Muros foram
sempre um símbolo do medo. Atualmente os muros invisíveis são ainda mais
graves, porque nos separam espiritualmente!
Numa noite de 9 de novembro, há 29
anos, o mundo despertou com a alegre notícia de que o Muro de Berlim, de
130 quilômetros, conhecido como “muro da vergonha”, tinha começado a ser
derrubado, permitindo que as duas metades da cidade dividida voltassem a se
abraçar. Se as muralhas de pedra, da chinesa até as de hoje, passando pela
romana de Adriano, foram sempre um símbolo do medo em relação ao inimigo,
atualmente os muros invisíveis são ainda mais graves, porque também nos
separam espiritualmente.
Os muros de pedra e cimento que
continuam sendo erguidos no mundo revelam a incapacidade de saber viver
fisicamente em liberdade, enquanto os muros invisíveis das ideologias que nos
separam, às vezes até mesmo entre amigos e familiares, são construídos com a
incapacidade de dialogar e de aceitar quem é diferente.
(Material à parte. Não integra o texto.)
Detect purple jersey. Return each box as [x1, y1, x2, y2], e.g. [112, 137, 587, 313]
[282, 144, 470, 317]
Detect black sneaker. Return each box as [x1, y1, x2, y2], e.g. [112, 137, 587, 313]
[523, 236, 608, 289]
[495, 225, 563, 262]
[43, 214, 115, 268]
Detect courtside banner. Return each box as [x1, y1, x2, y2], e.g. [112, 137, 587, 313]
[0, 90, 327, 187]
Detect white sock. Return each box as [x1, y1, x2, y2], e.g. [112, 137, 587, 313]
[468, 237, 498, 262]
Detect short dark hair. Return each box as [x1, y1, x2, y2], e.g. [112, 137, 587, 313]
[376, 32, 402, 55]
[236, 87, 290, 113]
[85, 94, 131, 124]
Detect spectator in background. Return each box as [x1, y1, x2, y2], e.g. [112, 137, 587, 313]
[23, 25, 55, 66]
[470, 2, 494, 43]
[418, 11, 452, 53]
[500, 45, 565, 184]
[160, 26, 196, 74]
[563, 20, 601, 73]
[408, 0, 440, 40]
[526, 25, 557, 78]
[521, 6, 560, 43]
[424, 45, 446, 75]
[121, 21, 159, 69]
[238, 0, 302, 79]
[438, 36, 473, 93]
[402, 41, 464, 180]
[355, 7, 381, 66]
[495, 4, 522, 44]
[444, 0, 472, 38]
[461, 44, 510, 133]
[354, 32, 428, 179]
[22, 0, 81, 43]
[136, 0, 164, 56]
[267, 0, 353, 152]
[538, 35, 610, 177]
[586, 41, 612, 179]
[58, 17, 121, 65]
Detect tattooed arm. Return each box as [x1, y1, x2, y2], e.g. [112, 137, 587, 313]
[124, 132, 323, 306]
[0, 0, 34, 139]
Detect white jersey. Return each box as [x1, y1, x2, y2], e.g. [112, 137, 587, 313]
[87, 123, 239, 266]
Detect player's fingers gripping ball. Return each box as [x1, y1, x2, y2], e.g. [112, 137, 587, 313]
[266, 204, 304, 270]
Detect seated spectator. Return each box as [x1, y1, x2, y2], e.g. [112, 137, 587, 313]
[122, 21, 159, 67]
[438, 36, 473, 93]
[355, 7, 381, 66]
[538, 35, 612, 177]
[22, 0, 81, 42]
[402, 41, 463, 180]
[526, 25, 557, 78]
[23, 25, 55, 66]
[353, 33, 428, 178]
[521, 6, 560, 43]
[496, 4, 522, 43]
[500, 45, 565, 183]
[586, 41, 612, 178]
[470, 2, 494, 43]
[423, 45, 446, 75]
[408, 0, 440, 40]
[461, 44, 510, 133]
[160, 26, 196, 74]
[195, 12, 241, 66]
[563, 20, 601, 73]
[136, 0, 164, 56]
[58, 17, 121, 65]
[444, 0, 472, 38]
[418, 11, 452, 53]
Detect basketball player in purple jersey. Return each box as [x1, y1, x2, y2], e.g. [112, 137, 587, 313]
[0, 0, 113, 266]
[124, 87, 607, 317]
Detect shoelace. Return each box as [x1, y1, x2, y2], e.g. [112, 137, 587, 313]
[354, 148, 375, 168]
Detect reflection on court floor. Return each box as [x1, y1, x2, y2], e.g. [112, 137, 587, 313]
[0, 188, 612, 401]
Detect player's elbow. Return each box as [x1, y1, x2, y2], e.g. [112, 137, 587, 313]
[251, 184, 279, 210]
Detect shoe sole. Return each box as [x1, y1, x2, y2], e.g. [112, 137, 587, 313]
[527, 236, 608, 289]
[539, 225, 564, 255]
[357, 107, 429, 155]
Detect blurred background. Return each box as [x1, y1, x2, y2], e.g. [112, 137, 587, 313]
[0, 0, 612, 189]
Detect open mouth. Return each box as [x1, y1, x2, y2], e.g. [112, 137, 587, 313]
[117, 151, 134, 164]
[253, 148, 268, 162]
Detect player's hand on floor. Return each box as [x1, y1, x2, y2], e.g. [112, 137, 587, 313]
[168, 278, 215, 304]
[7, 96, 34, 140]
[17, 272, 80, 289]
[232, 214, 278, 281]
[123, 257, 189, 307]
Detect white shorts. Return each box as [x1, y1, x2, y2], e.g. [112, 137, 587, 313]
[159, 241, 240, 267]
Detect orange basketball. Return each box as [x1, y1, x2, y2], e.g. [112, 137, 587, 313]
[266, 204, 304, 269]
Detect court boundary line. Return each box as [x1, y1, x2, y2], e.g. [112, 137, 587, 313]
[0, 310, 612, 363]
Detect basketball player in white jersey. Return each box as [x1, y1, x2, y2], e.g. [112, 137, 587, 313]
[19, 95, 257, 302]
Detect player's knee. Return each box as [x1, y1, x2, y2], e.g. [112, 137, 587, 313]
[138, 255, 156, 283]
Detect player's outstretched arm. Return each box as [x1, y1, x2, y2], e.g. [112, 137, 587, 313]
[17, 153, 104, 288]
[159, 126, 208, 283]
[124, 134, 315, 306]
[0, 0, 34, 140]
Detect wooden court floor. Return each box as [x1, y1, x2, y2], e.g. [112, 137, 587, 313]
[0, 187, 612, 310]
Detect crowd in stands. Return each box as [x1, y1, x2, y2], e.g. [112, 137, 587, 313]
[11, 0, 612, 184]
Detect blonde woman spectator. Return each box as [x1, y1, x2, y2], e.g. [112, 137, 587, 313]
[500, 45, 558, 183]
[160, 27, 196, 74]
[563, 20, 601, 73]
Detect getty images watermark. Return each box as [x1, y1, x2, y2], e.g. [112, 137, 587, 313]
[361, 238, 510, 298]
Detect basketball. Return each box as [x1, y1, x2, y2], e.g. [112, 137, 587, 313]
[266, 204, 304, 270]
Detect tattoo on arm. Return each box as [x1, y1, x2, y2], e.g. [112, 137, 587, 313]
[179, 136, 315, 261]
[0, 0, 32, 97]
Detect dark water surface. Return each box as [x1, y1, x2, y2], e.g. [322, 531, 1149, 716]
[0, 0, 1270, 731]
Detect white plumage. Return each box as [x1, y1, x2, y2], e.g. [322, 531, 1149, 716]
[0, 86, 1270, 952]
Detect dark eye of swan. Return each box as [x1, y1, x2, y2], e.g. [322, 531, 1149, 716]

Se os muros físicos simbolizam a
incapacidade de resolver as diferenças usando os instrumentos das democracias
modernas, os muros invisíveis que erguemos por não saber ler a angústia e as
razões do outro podem nos conduzir a rupturas mais profundas e mais difíceis de
consertar.
Hoje, mais perigosos do que os muros
físicos são os muros invisíveis que dividem as classes sociais, que separam os
privilegiados do asfalto das periferias dos excluídos, os que possuem tudo
daqueles que não têm um mínimo para viver com dignidade. São também os muros
invisíveis que se tentam levantar, por exemplo, nas escolas e universidades
entre alunos e professores. Já não se trata da antiga luta de classes que
separava os trabalhadores dos patrões, e sim da que divide uma sociedade onde estão
desaparecendo os limites entre liberdade e barbárie, entre grosseria e cultura,
entre quem não abre mão de pensar e quem preferiria nos impor um
pensamento único.
Não há muro pior do que o levantado
entre o saber e a ignorância, que separa os satisfeitos dos desesperados, os
que se sentem donos da verdade daqueles que a buscam as tropeções, conscientes
de que ela não existe em estado puro. Existem só fragmentos dela, que o
pensamento e o coração de cada um vão montando para desenhar seus sonhos. E
querem que lhes deixem fazer isso livremente, sem dogmas ideológicos ou
religiosos.
Derrubado o Muro de Berlim naquele 9
de novembro de 1989, enquanto a liberdade corria pelas ruas e praças da cidade,
centenas de artistas anônimos se juntaram para criar, nos pedaços do muro ainda
em pé, a maior tela de pintura do mundo como expressão da grande festa da
liberdade.
Não era fácil ultrapassar aquele muro
de cimento nem mesmo com permissões oficiais. Consegui atravessá-lo seis meses
antes que fosse derrubado. Lembro-me da incômoda liturgia a que fui submetido
antes de poder passar de carro para o outro lado. Pude ver de perto o horror
daquelas cercas eletrificadas e as mandíbulas ferozes dos cães policiais. Mais
tarde eu soube, com dor, que aqueles animais adestrados para matar, testemunhas
dia e noite de tantos medos, desapareceram sem que se soubesse seu paradeiro.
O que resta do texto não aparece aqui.